The report, authored by senior analysts Jeff Goldberg and Donald Light, contends the interest in policy administration replacement is widespread but varies by type of insurer, with the least amount of interest coming from very large companies with major concentrations of business in a specific line.
Likewise, the interest in what type of policy administration solution an insurer seeks out tends to vary. “In general, smaller and midsize insurers gravitate toward end-to-end solutions—although they are likely to implement in a phased way,” the authors write.
Conversely, because of their larger IT shops with a broader range of modern integration/ development skills, larger insurers may favor point solutions. “The prospect of integrating multiple solutions and managing relationships with multiple vendors is less daunting—and the attractions of a best-of-breed portfolio more enticing.”
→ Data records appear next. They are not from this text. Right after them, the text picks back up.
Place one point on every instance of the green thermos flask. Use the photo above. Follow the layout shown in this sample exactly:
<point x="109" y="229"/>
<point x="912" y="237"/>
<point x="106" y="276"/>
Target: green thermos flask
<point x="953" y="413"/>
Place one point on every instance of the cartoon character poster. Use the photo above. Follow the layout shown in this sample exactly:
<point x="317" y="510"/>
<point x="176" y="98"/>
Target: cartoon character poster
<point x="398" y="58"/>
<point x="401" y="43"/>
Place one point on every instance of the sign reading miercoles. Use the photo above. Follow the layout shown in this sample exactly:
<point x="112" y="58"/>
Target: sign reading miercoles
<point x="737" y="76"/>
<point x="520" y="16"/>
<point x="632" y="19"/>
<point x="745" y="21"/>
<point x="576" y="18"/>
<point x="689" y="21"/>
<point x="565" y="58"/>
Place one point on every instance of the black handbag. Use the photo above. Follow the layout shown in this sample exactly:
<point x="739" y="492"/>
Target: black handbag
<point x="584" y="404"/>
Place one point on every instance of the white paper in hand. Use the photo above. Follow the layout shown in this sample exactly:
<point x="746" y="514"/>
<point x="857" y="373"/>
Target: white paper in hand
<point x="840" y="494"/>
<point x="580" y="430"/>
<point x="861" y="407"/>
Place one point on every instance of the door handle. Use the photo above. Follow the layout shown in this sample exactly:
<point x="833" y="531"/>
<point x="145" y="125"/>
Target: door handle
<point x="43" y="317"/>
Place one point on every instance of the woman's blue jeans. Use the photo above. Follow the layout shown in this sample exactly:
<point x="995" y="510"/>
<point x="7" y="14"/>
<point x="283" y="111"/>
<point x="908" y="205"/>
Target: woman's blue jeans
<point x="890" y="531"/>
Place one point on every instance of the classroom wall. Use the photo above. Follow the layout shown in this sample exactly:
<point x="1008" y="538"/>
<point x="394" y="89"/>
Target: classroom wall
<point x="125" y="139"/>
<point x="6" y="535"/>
As for the value proposition, Goldberg and Light say the hard money savings—expense reduction in both business and IT, productivity improvements, infrastructure savings, and lower the total cost of ownership—are self evident.
However, the recent development of systems also reflects a preference by carriers on less tangibles benefits, such as flexibility and modernity. “As insurers become more sophisticated in their assessment of how well their policy administration system is supporting their underwriters and service staff, vendors are creating environments crafted to enable those users to work faster and smarter,” they write, noting the fruits of vendor development efforts are now plainly visible on underwriter and service staff desktops. “Users can spend up to 10 hours a day on these core systems; an engaging design that effectively supports each user in their day-to-day activities is an important consideration.”
This trend is further reflected in the focus on new business automation found in modern systems. “Ultra-configurable, metadata driven, rules-based and tools-based policy administration systems are now so key to the modern PAS marketplace that they are more of a reality than a trend.”
However, Goldberg and Light caution that these ultra-configurable systems may not be an optimal fit for all. “As long as a carrier has the skill sets and feels comfortable with the configurable approach, it should at least be an option on the table.”
Looking forward, they see vendors continuing to add new wrinkles to their offerings, such as adding product lifecycle management functionality. More boldly, they predict fundamental changes in delivery methods. “As use of SaaS and cloud computing grows more mature, insurers of all sizes will become more comfortable with the idea of moving a transactional (and central) system such as policy administration out of the data center.”